Oh! The realization slowly sunk in. Without realizing it, I had somehow slipped into middle age, and with middle age came invisibility.
And then I did a book event with a young, handsome author, who exchanged email addresses with me, and proceeded to indulge me with a series of gently flirtatious emails, which was both exciting and unsettling. It had little to do with him, but to do with me, and my growing feelings of invisibility, and the addictive quality of someone, anyone, actually noticing me, paying me attention, making me feel beautiful again.
I had always naively thought that in order for someone to have an affair, there has to be an inherent problem in the marriage, but all the evidence around me was suggesting something else. Although the women who did have affairs demonized their husbands, it was rarely to do with their husbands, more to do with the insecurity of aging, complacency within the marriage, and wanting, even for a little while, to feel beautiful again.

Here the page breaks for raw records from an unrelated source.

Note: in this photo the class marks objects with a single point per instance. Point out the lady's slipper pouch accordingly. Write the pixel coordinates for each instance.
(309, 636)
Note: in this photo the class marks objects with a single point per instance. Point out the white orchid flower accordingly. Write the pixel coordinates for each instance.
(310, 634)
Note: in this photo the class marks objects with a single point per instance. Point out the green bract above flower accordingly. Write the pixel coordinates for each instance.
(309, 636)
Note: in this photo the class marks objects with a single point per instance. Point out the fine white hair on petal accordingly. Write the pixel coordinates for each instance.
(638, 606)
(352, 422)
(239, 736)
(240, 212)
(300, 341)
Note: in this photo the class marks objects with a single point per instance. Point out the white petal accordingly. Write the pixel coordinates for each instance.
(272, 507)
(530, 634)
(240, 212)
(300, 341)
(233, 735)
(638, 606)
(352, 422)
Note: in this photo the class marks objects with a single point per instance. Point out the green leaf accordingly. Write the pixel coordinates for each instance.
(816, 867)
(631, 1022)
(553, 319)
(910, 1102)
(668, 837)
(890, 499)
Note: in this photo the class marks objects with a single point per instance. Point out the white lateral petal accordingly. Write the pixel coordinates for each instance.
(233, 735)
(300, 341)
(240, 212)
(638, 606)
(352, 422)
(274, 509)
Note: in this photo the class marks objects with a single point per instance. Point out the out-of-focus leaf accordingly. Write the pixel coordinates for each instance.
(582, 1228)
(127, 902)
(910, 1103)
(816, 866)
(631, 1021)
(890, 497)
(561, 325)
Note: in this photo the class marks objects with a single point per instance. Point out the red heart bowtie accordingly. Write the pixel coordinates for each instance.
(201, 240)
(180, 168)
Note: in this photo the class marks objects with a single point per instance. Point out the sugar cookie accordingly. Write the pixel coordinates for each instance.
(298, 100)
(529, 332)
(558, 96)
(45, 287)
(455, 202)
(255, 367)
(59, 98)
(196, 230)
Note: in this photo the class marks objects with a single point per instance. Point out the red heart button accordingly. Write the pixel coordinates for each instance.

In my new book, Tempting Fate, Gabby, at 43, knows without doubt she is not the sort of woman to have an affair. She adores her husband, her children, the life they have built together. When a younger man starts paying her attention, she enjoys it knowing nothing will happen, but the more attention he pays her, the more addictive it is to feel attractive, noticed, alive. Soon she finds herself at a precipice, knowing she’s making the wrong choice, but unable to stop herself.
Recently I asked one of these women who lives in my town and left her husband, a woman who describes her now-ex-husband as the love of her life, why she had an affair.
‘I was bored’, she said, and as callous as that may be, I understood what she meant.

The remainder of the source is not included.